Google Code Jam 2010 Big Data Gets Too Long To Send

I participated in a code error in 2010, and I solved two problems for small data sets, but I am not even close to solving large data sets in an 8-minute time interval.

I am wondering if anyone has decided to solve a large data set:

  • What equipment did you work on?
  • What language do you work in?
  • What performance tuning methods did you make in your code to work as fast as possible?

I write solutions in Ruby, which is not my everyday language and runs them on my Macbook Pro.

My solutions for task A and task C are on github at http://github.com/tjboudreaux/codejam2010 .

I would appreciate any suggestions you may have.

FWIW, I have a lot of experience in C ++ from college, my main language is PHP, and my sandbox is Ruby.

Whether I was a bit ambitious taking up this in Ruby, not knowing where the language fights for performance, or did anyone see something red that I could not complete a large dataset in time to send.

+4
source share
6 answers

I made the same mistake. I write in Python, which by its nature is slower than other languages. I tried to compile it in C ++ code using ShedSkin, but my algorithm was still too slow.

My solution for Snapper Chain just “worked out” the script. Pseudocode:

set first snapper to powered and off // because it is always powered set all other snappers to unpowered and off repeat K times: for each snapper in chain: // process changes in on-off-ness if powered and on: turn off elif powered and off: turn on for each snapper in chain: // process changes in powered-ness if not first snapper and previous snapper is powered and on: set to powered else: set to unpowered 

Later, I realized a solution based on the fact that (2 ^ n) -1 == a binary number with n-1 right 1, but by that time I had not had time on a large set.

EDIT: It’s better to find a solution on the Competition Analysis page of the code jam control panel.

+1
source

Typically, small data sets are designed to be solved using simple algorithms, but large data sets require some clever ideas to reduce the time required for calculation. Language should not be a big problem here if you have the right algorithm.

+15
source

First, consider the algorithm that you use, and try to calculate its complexity. Then browse the language you use to implement it. It is known that Ruby is slower than other languages, this can affect, especially if the set is very large and the time limits are short.
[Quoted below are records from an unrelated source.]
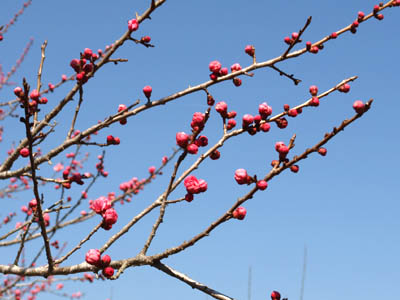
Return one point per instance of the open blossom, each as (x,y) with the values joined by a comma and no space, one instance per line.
(93,256)
(100,205)
(58,167)
(241,176)
(110,216)
(194,185)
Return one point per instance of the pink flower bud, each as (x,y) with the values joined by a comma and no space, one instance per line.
(93,257)
(108,272)
(100,205)
(262,185)
(313,90)
(192,148)
(249,49)
(264,110)
(247,120)
(359,106)
(147,91)
(236,67)
(322,151)
(222,108)
(194,185)
(105,261)
(152,169)
(182,139)
(275,295)
(133,25)
(215,155)
(231,124)
(110,216)
(239,213)
(241,176)
(215,66)
(223,72)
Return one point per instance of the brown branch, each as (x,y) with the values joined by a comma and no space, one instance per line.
(39,80)
(297,40)
(77,247)
(191,282)
(274,172)
(4,173)
(77,109)
(291,76)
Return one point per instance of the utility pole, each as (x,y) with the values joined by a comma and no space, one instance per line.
(249,285)
(303,277)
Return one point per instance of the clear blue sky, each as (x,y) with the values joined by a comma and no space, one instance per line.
(344,207)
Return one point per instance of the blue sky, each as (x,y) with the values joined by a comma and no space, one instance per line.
(343,207)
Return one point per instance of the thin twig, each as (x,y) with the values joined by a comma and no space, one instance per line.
(39,80)
(191,282)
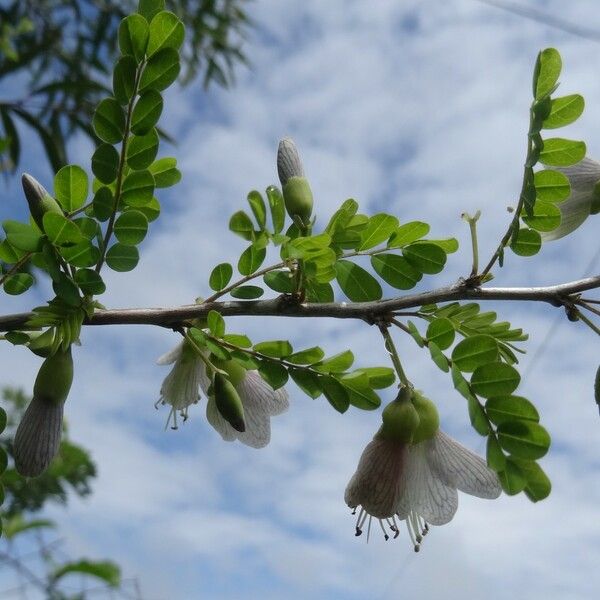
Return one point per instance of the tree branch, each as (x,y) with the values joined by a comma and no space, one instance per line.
(286,306)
Take a look at this site Language Tests . It compares different languages ​​in terms of speed, performance, and memory consumption.

+3
source

For GCJ, you need the right algorithm. In addition, I would say that it is much more important how quickly you can encode a program in a language than quickly, given the limited encoding time.
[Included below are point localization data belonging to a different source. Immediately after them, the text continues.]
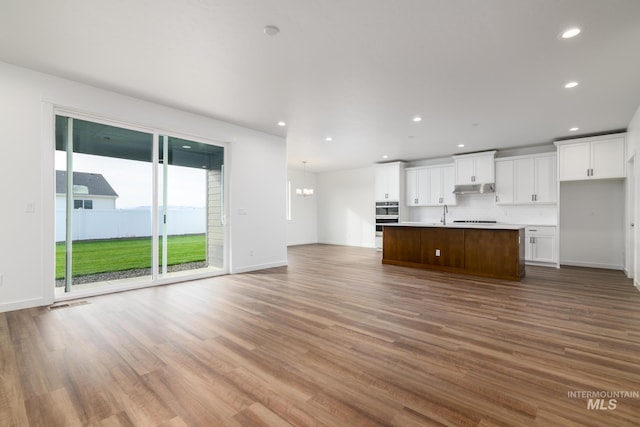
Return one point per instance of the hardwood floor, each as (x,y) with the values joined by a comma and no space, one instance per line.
(335,339)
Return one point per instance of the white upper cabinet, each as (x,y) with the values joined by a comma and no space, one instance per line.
(430,186)
(478,168)
(442,184)
(592,158)
(387,187)
(417,186)
(526,179)
(504,182)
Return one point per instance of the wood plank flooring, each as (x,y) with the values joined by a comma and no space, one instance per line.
(334,339)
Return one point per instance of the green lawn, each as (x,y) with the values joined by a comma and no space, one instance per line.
(99,256)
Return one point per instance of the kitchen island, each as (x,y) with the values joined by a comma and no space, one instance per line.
(487,250)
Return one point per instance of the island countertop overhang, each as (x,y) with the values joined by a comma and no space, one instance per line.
(492,226)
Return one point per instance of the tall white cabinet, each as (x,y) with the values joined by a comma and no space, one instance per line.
(389,182)
(594,219)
I used Python for GCJ and had no case when the language speed "failed" to me. We can say that Python is 2 times faster than Ruby (per lang.benchmarks shootout); and when I used Psyco (the JIT compiler module), I get about 5x acceleration - but it's a little beer, choosing a language can only lead to a linear increase in speed. Say 10 times, big cheers.

Problems in the GCJ, on the other hand, are designed to take into account a combinatorial explosion , and large inputs lead to a significant increase in time (or memory). Taking, for example, GCJ 2010-1C, "Creating Chess Boards." Assuming a square board for simplicity, a naive implementation has complexity O (n 4). The quick but complex implementation of the judge was described as O (n 2 log (n 2)). My simpler solution, which, unfortunately, came to me after the end of the round, was O (n 3). The difference between power 3 to power 4 may not seem very significant, but the 512x512 table was processed at a large input, for it 3 algorithms will have to iterate in the value

 naive 68,719,476,736 mine 134,217,728 judge 4,718,592 

Thus, my implementation at this input will be approximately 30x slower than the judge’s decision, and ~ 500 times faster than the naive code. On my old desktop (1.2 GHz Athlon), my Python code launches a large input just under 4 minutes. I can assume that an optimal solution would have passed in less than 10 seconds, but who cares as long as you fit under 8 minutes?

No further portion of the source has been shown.